Boko Haram militants on Wednesday night brought back nearly all of the 110 girls they had kidnapped from a boarding school last month, dropping them off with a warning: “Don’t ever put your daughters in school again.”
Several of the girls interviewed by reporters said they had been traveling for days before the convoy of vehicles arrived in the center of Dapchi at about 2am.
Residents who had fled upon hearing that Boko Haram was headed their way watched from hiding as dozens of girls descended from the vehicles apparently unharmed.
Photo: AP
“We were freed because we are Muslim girls and they didn’t want us to suffer.
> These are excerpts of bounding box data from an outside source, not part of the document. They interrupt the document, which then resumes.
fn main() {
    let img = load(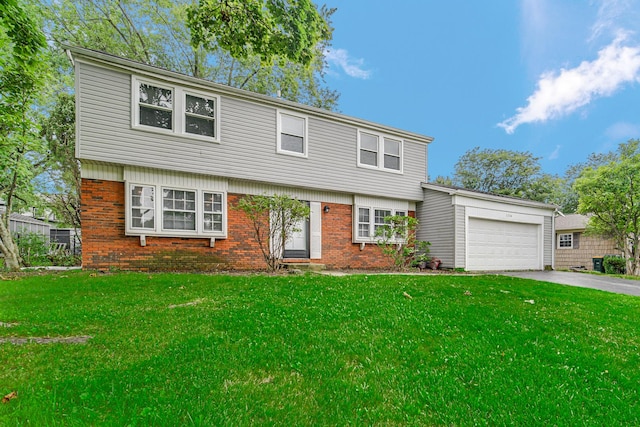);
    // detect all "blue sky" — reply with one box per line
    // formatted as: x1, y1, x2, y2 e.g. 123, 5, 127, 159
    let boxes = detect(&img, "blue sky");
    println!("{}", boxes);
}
326, 0, 640, 179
That is why they released us,” said Khadija Grema, one of the freed girls who said a Christian classmate remained captive.
The extraordinary development brought elation to most of the families, but more heartache for the relatives of the six girls still unaccounted for.
The sister of one girl fainted upon hearing that she was not among those freed.
One 14-year-old released by the fighters told reporters that five girls had died. She did not provide other details and it was not immediately possible to independently verify her claim.
The abductions in Dapchi have evoked painful memories of the tragedy in Chibok, where 276 girls were kidnapped from their boarding school.
Nearly four years later, about 100 of them have never returned home. Many had been forced to marry their captors and had children fathered by them.
The Nigerian government denied that it had paid a ransom or made a prisoner swap in exchange for the girls’ freedom.
The girls were released “through back-channel efforts and with the help of some friends of the country and it was unconditional,” Nigerian Minister of Information and Communications Lai Mohammed told journalists in the capital, Abuja.
“No money changed hands. They only had one condition — that they will return them to where they took them. So in the early hours of today, they did return the girls and most of them went to their parents,” he said.
The girls were meeting with counselors at a nearby hospital and “will be quarantined and be counseled before they go back to their schools,” he added.
Nigeria’s government later said they were being taken to the capital on a military plane.
The fighters had rolled into Dapchi in nine vehicles and the girls were left in the center of town. As terrified residents emerged from their homes, the militants issued an ominous warning, resident Ba’ana Musa told reporters.
“We did it out of pity and don’t ever put your daughters in school again,” residents said the militants told them.
Boko haram means “Western education is forbidden” in the Hausa language.
The Nigerian government said 104 of the 110 schoolgirls had been confirmed freed.